There are currently two clinical trials underway that aim to infuse Treg cells in patients with severe COVID-19 and ARDS. The first one is a multi-center, prospective, double-blinded, placebo-controlled phase 1 randomized clinical trial, which has 45 patients who will receive cryopreserved UBC-Treg (288). The second one is a randomized, double-blind, placebo-controlled phase 2 study with 88 participants who will receive off-the-shelf allogeneic hybrid Treg/Th2 cells (RAPA-501-ALLO). RAPA-501-ALLO cells will be generated from healthy donors, cryopreserved, banked, and made available for off-the-shelf therapy. The cells are manipulated ex vivo to differentiate into two anti-inflammatory phenotypes simultaneously, generating hybrid Treg/Th2 cells, with the potential to reduce inflammation and mediate a protective effect on tissues (289).
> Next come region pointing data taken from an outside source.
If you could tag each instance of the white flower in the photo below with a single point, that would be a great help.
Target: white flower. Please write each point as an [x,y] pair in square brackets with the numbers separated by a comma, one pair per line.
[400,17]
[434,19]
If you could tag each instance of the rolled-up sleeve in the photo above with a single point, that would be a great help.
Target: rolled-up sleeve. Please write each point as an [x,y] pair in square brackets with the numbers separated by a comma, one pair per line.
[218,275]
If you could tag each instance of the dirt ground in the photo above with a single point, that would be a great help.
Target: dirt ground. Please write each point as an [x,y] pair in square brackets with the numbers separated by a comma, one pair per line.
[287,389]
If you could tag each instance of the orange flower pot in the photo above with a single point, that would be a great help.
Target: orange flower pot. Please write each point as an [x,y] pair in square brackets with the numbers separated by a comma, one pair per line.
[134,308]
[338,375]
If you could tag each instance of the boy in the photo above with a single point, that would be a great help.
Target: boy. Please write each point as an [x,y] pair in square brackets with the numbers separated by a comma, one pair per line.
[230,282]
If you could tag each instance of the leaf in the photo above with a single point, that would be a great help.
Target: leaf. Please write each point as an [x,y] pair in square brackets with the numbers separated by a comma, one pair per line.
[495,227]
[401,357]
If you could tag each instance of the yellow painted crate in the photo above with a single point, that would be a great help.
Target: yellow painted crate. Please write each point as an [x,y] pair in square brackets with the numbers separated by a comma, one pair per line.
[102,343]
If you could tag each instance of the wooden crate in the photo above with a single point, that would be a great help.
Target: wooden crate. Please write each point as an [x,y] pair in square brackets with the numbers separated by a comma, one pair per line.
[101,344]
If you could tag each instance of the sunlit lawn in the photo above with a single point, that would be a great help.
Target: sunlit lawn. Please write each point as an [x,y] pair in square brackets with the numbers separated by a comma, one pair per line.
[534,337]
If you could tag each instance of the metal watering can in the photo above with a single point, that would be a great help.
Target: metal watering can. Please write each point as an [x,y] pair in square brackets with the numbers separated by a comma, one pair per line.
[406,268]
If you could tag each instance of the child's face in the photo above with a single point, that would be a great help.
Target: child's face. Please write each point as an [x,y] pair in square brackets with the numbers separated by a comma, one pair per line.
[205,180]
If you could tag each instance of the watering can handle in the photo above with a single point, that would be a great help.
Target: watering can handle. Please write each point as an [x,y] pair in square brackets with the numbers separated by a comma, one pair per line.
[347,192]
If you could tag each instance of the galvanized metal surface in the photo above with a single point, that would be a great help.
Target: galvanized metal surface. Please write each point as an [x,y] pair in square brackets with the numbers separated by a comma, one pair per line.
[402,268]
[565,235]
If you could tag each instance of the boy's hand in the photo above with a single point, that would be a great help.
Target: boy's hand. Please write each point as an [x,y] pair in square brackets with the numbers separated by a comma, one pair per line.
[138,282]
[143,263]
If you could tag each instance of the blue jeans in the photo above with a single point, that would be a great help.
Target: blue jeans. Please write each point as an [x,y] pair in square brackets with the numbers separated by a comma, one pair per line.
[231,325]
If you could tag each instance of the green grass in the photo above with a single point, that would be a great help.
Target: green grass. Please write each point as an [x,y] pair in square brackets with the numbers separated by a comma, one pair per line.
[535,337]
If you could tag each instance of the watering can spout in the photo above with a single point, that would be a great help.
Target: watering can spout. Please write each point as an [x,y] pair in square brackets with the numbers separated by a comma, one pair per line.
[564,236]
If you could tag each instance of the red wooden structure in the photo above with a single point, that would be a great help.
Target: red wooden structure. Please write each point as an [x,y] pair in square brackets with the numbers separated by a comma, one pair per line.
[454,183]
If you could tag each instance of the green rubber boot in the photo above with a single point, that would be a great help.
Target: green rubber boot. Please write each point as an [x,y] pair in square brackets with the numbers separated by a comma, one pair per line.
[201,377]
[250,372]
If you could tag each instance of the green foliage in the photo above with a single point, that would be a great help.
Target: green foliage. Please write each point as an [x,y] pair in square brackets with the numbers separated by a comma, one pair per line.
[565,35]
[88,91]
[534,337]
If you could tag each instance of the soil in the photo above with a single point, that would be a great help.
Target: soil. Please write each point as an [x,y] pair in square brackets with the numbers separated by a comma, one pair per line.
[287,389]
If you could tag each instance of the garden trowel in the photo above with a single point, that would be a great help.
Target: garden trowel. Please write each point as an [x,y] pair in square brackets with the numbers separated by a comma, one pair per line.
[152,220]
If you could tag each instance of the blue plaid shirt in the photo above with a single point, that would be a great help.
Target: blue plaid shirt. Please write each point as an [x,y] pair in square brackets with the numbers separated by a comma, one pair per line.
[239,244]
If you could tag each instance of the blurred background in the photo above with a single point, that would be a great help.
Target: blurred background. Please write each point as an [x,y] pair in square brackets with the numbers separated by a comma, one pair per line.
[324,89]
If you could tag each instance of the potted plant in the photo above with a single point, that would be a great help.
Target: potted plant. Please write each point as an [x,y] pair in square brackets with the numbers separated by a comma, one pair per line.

In addition to therapeutic approaches using Treg cell infusion, another three clinical trials are underway with the aim of evaluating treatment using specific SARS-CoV-2 T cells isolated from individuals who recovered from COVID-19 (290–292). The use of virus-specific T cells for off-the-shelf treatment has been used in several viral infections, such as cytomegalovirus, HHV6, adenoviruses, Ebola virus, and BK virus (293–296). Although vaccination provides T cells-based virus-specific immunity, the path to its development is long, so the use of adoptive cell transfer techniques from healthy individuals who recovered from COVID-19 and developed an effective cell response is probably the fastest way to treat critically ill individuals (297). Besides that, as mentioned before, asymptomatic or mild symptomatic patients may possibly mount robust SARS-CoV-2 specific CD8+ T cell responses (200, 201), therefore, the use of these individuals’ cells to treat critically ill patients with COVID-19 can be a promising tool.
The clinical use of IL-7 has been implemented in the treatment of cancer patients and infectious diseases, mainly with the objective of improving the immune response by stimulating the generation of lymphocytes (298, 299). In addition, IL-7 administration has been reported to increase CD4 + and CD8 + T lymphocyte counts without inducing the production of pro-inflammatory mediators, making it a promising method of recovering immune function in patients with disorders related to cytokine storms, such as sepsis and COVID-19 (300).
In a case study conducted by Monneret et al. (301), compassionate administration of IL-7 to a patient with severe COVID-19 significantly improved total lymphocyte count and HLA-DR expression in circulating monocytes four days after administration of the first dose. The patient also showed a significant improvement in lung involvement and negative viral load. Another study conducted by Laterre et al. (302), who administered IL-7 to COVID-19 patients found that there was a significant improvement in the lymphocyte count after starting treatment, in addition, the patients did not show any change in TNF-α levels, IL-1β, and IL-12p70, which may indicate that IL-7 therapy may be safe for patients with severe inflammatory changes. Thus, the use of IL-7-based immunotherapy can be an important tool to be used in future clinical trials in patients with severe lymphopenia.
Therefore, the data available to date do not ensure the success of immunotherapy applied in patients with COVID-19, thus, further studies specifically targeting SARS-CoV-2 should be performed to provide more specific data. However, immunotherapy is effective and of immediate use, being of short duration. This approach also presented limitations, such as the possibility of abnormal reactions and other serious risks, such as induction of severe acute lung injury or ADE (225). Although we are living through a unique moment in science, with some mismatched information and novel, important discoveries being made every day, immunotherapy seems to be a possibly effective option to help patients until an effective, safe vaccine or treatment is developed.